Le jugement entrepris sera donc infirmé en ce qu’il a évalué le préjudice de Mme [G] à ce titre à la somme de 4410 euros, lequel sera minoré à la somme de 1087 euros.
* Sur le préjudice moral et les autres frais engagés.
Mme [G] sollicite la somme de 4000 euros de dommages et intérêts en réparation de son préjudice moral et de son préjudice finnacier lié aux frais de déménagement, d’essence et de remboursement des intérêts du prêt souscrit aux fins de financement de l’appartement constituant sa résidence principale.
C’est à juste titre que le tribunal a écarté les demandes de dommages et intérêts relatifs aux frais de déménagement et d’essance, qui ne sont pas chiffrées et qui ne sont donc pas justifiées.
Par ailleurs, même si Mme [G] justifie effectivement, par la production d’un tableau d’amortissement édité le 26 août 2019 (pièce 32 [G]), s’être acquittée des intérêts de l’emprunt relatif à l’appartement acquis, la cour d’appel observe qu’elle aurait dû en tout état de cause, quelle que soit la date de livraison retenue, régler les intérêts de l’emprunt, et que dès lors aucun préjudice à ce titre imputable à la Sas Pichet ne peut être retenu.

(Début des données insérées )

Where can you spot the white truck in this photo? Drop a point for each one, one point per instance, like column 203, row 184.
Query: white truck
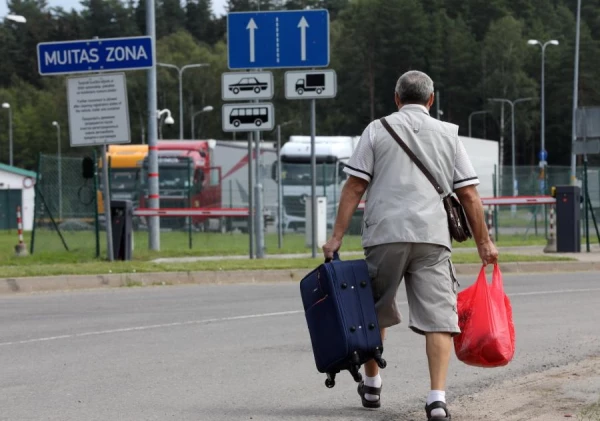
column 332, row 152
column 232, row 158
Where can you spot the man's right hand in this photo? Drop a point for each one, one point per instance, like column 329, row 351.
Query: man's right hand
column 488, row 253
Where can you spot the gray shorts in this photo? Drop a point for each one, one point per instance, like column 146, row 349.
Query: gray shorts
column 431, row 285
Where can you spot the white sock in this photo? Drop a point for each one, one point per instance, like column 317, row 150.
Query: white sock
column 434, row 396
column 372, row 382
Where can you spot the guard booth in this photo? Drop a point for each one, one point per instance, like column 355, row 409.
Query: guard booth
column 121, row 212
column 568, row 219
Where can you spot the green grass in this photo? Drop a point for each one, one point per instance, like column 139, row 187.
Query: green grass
column 82, row 244
column 101, row 267
column 50, row 257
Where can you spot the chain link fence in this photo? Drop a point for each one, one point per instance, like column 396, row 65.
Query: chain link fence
column 70, row 211
column 66, row 209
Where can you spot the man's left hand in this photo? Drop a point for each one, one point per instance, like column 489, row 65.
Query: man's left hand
column 331, row 247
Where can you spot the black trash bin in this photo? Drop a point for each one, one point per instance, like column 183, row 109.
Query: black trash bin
column 568, row 219
column 121, row 212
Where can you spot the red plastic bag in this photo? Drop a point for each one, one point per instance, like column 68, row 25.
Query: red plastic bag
column 487, row 337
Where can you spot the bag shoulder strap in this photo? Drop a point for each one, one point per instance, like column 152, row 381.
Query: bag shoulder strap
column 412, row 156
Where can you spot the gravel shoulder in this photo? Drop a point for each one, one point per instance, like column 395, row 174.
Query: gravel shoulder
column 561, row 393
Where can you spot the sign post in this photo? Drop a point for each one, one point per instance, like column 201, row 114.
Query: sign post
column 301, row 40
column 98, row 105
column 99, row 115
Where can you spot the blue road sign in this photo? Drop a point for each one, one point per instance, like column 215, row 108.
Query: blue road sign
column 95, row 55
column 281, row 39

S’agissant enfin du préjudice moral, celui-ci est caractérisé par le fait de ne pas avoir pu prendre possession des biens acquis dans les délais convenus, par l’obligation d’avoir à se reloger et de payer simultanément les échéances de l’emprunt de l’appartement et un loyer, outre par les tracas liés à la procédure. Le jugement en ce qu’il a évalué le préjudice moral de Mme [G] à ce titre à la somme de 1350 euros sera donc confirmé.

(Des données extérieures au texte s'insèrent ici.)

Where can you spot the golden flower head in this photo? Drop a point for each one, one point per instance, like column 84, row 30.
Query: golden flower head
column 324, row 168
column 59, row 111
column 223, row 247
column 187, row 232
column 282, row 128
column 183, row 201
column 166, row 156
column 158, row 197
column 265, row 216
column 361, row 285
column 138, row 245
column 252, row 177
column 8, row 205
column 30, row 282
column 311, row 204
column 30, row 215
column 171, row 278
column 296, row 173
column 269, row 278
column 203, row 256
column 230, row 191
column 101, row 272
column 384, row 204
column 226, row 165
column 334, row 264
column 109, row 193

V- Sur les autres demandes.
Le jugement est confirmé sur les dépens et l’article 700 du code de procédure civile.
En cause d’appel, l’équité commande de ne pas faire application des dispositions de l’article 700 du code de procédure civile et de dire que chacune des parties conservera les dépens exposés du fait de l’instance.
PAR CES MOTIFS
Reçoit l’intervention volontaire de la Sas Promotion Pichet venant aux droits et obligations de la Sccv Résidence [10],
Infirme le jugement entrepris sauf en ce qu’il a dit que le retard de livraison imputable à la Sccv résidence [10] ne résulte pas de causes légitimes exonératoires de responsabilité contractuelle, et en ce qu’il a condamné la Sccv Résidence [10] à verser à Mme [G]:
— la somme de 3926,43 euros au titre des frais locatifs,
— la somme de 3906 euros au titre de la perte de chance locative,
Statuant de nouveau,
Dit que le retard de livraison résulte en partie de causes légitimes exonératoires de responsabilité pour la Sas Pichet à hauteur de 172 jours pour le studio et à hauteur de 138 jours pour l’appartement,
Condamne la Sas Promotion Pichet, venant aux droits de la Sccv Résidence [10], à payer à Mme [I] [G]:
— la somme de 2400 euros, en réparation de son préjudice lié aux frais de loyer,
— la somme de 1087 euros, en répartion de son préjudice lié à la perte de chance de percevoir des loyers,
Y ajoutant,
Dit n’y avoir lieu à application de l’article 700 du code de procédure civile,
Dit que chacune des parties conservera la charge de ses dépens.
Le présent arrêt a été signé par Monsieur Jacques BOUDY, président, et par Madame Audrey COLLIN, greffier, auquel la minute de la décision a été remise par le magistrat signataire.